Fino al 22 maggio 2022 la Galleria Borghese ospita la mostra “Guido Reni a Roma. Il Sacro e la Natura”. Il focus della mostra è nel ritrovato dipinto “Danza campestre” del 1605 circa. Da un anno è rientrato nella collezione del museo, un ricollocamento importante in quanto consente di riconsiderare il rapporto del pittore con l’ambito campestre e la pittura di paesaggio, che si pensava non confacente alla sua produzione.
Il percorso espositivo comprende trenta opere che coprono i primi anni del soggiorno romano dell’artista: dalla sua attenzione per l’antico e per il Rinascimento, allo sconvolgimento che gli suscita la pittura di Caravaggio che ha conosciuto e frequentato. Il quadro che in questo periodo merita particolare attenzione è la “Strage degli innocenti” che Reni dipinge nel 1611.

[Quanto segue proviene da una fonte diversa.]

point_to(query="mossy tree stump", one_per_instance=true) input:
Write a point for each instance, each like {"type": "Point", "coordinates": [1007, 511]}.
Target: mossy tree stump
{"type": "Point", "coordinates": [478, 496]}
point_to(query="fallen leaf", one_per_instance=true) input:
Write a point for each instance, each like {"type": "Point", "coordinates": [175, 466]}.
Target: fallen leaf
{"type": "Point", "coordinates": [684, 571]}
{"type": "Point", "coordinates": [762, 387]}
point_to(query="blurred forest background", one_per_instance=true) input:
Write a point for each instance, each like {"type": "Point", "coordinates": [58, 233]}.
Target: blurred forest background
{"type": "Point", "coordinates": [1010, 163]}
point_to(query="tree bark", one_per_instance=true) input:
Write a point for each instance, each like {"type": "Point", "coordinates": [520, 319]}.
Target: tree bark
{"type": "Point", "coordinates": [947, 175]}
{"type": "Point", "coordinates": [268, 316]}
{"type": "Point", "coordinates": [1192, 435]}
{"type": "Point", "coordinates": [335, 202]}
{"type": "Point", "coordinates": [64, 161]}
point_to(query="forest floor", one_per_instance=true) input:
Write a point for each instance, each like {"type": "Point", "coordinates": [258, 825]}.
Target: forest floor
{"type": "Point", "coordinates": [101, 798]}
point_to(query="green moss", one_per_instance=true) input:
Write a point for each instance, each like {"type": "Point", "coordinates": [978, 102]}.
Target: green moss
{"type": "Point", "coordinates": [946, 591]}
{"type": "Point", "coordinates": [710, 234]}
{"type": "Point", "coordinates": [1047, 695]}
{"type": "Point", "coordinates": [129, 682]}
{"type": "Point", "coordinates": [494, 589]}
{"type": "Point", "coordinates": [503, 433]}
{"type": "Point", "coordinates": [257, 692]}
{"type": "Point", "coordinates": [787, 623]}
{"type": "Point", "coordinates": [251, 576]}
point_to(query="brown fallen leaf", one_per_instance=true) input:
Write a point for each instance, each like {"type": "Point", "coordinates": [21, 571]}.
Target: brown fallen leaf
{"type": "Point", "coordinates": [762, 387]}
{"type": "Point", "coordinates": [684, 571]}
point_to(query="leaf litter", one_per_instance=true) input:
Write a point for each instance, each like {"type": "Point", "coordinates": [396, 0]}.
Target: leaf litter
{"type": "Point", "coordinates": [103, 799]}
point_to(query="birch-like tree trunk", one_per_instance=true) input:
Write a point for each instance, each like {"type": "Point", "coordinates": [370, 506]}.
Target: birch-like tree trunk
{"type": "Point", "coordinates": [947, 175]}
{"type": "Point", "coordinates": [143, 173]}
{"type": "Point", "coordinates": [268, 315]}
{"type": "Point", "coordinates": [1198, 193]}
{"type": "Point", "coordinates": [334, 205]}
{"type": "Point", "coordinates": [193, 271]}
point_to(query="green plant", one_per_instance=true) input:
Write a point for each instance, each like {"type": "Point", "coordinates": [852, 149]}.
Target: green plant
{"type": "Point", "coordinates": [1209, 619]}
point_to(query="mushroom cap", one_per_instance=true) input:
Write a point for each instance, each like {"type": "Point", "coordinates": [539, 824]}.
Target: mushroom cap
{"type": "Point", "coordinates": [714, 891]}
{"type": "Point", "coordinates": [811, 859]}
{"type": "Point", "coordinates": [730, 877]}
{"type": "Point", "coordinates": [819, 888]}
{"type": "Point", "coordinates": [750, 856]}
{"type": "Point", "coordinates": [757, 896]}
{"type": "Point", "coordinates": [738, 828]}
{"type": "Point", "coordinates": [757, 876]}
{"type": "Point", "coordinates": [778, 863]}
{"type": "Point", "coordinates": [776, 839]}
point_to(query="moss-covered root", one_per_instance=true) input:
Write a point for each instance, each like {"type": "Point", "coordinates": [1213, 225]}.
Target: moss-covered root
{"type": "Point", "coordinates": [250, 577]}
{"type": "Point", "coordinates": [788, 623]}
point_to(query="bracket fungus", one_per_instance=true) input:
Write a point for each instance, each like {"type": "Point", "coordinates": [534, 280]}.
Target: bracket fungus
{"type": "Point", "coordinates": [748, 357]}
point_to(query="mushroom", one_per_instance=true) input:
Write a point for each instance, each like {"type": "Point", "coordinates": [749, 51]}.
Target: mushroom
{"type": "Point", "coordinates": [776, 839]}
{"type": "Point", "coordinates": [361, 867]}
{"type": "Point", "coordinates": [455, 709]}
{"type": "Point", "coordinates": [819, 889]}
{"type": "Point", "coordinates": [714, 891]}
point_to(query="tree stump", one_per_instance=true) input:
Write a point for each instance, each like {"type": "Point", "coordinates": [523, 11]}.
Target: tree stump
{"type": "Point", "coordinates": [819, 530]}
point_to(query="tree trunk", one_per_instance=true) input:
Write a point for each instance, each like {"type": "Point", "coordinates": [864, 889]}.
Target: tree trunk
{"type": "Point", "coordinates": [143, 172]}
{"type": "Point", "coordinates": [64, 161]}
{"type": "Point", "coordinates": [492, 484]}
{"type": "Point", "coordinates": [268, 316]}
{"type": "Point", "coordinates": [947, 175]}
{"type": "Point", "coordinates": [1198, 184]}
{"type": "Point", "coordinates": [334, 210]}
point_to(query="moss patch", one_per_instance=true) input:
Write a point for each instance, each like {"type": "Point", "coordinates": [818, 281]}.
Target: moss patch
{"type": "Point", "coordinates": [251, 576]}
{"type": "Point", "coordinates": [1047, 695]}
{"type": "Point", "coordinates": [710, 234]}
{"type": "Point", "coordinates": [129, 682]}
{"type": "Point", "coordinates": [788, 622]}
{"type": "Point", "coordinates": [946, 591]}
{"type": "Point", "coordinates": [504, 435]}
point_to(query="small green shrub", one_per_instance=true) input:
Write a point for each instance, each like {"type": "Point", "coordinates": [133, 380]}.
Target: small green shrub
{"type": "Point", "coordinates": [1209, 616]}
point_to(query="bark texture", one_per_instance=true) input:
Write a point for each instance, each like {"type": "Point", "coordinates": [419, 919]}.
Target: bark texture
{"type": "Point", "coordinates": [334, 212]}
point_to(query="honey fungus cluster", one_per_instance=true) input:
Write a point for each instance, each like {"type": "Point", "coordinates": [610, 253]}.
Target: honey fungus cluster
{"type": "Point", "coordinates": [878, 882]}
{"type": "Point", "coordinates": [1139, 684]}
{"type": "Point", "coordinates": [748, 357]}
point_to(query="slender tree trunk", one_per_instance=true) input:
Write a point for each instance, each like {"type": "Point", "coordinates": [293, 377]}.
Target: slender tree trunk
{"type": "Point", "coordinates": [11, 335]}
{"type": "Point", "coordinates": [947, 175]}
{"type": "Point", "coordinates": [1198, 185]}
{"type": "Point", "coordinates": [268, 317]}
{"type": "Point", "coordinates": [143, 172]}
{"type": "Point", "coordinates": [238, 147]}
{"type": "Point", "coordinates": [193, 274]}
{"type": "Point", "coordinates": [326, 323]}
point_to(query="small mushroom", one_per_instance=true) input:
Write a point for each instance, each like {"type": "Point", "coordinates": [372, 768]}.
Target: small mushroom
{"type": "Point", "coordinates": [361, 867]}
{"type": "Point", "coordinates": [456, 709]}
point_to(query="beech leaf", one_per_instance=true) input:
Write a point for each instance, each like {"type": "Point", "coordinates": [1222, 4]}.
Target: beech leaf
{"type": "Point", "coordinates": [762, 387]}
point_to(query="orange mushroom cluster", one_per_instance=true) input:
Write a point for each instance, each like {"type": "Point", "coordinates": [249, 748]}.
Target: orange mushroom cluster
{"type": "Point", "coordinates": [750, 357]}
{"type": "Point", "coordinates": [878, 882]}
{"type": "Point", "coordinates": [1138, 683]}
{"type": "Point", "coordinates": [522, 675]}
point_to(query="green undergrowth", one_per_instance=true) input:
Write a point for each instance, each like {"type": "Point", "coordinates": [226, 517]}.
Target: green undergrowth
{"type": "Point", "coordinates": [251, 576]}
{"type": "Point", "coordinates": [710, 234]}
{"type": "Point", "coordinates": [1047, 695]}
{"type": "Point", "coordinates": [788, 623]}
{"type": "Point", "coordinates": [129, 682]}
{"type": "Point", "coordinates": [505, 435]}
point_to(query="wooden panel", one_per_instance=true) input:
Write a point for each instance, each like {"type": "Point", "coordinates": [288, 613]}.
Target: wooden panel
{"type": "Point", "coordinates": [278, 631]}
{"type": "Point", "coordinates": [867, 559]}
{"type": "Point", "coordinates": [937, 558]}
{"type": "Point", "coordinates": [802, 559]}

Fra Madri disperate e Carnefici in azione
Cosa vediamo nel quadro? Colpisce innanzitutto l’orrore disperato, impotente, della bocca spalancata della madre a sinistra sotto gli angeli. Sta cercando di fuggire mentre un carnefice l’afferra per i capelli. La tensione muscolare delle spalle sottolinea la violenza dell’atto. Alla giovane donna è come se mancasse l’aria: gli occhi rovesciati, la testa in una posizione innaturale nell’estremo inutile tentativo di controllare ciò che non può allontanare.
L’altra sulla destra, tenerissima nel tenere il figlio paffuto, roseo, inconsapevole in grembo, sembra voler approfittare dell’inaspettata disattenzione degli assassini tentando una fuga comunque negata. E poi la madre al centro della composizione. Che cosa può opporre alla violenta determinazione dell’aguzzino che, mentre con la mano sinistra tiene a bada il bambino che chiede aiuto e con la destra il pugnale, sta vibrando il colpo fatale?
Il pugnale al centro della scena sintetizza la strage nella sua atrocità, la madre tenta di fermare il gesto con la mano in un’ultima disperata difesa. L’ultima speranza è la preghiera. Con gli occhi rivolti al cielo. Aspettando che siano distribuite le palme del martirio dagli angeli sulle nuvole. Ma intanto?
I bambini
Ci sono due bambini già morti in primo piano, in basso. Sono due gemelli. Con i capelli dello stesso colore. Sembrano addormentati. Guido Reni evita i particolari cruenti, ad eccezione di quelle deboli tracce di sangue e di quelle ferite al collo visibili solo se si guarda con attenzione. Si è invece soffermato sui loro corpi, sul colore della loro pelle non ancora sfiorata del rigido livore cadaverico. Su quella momentanea naturale pinguedine destinata presto a scomparire se fossero nati in un mondo disposto ad accoglierli.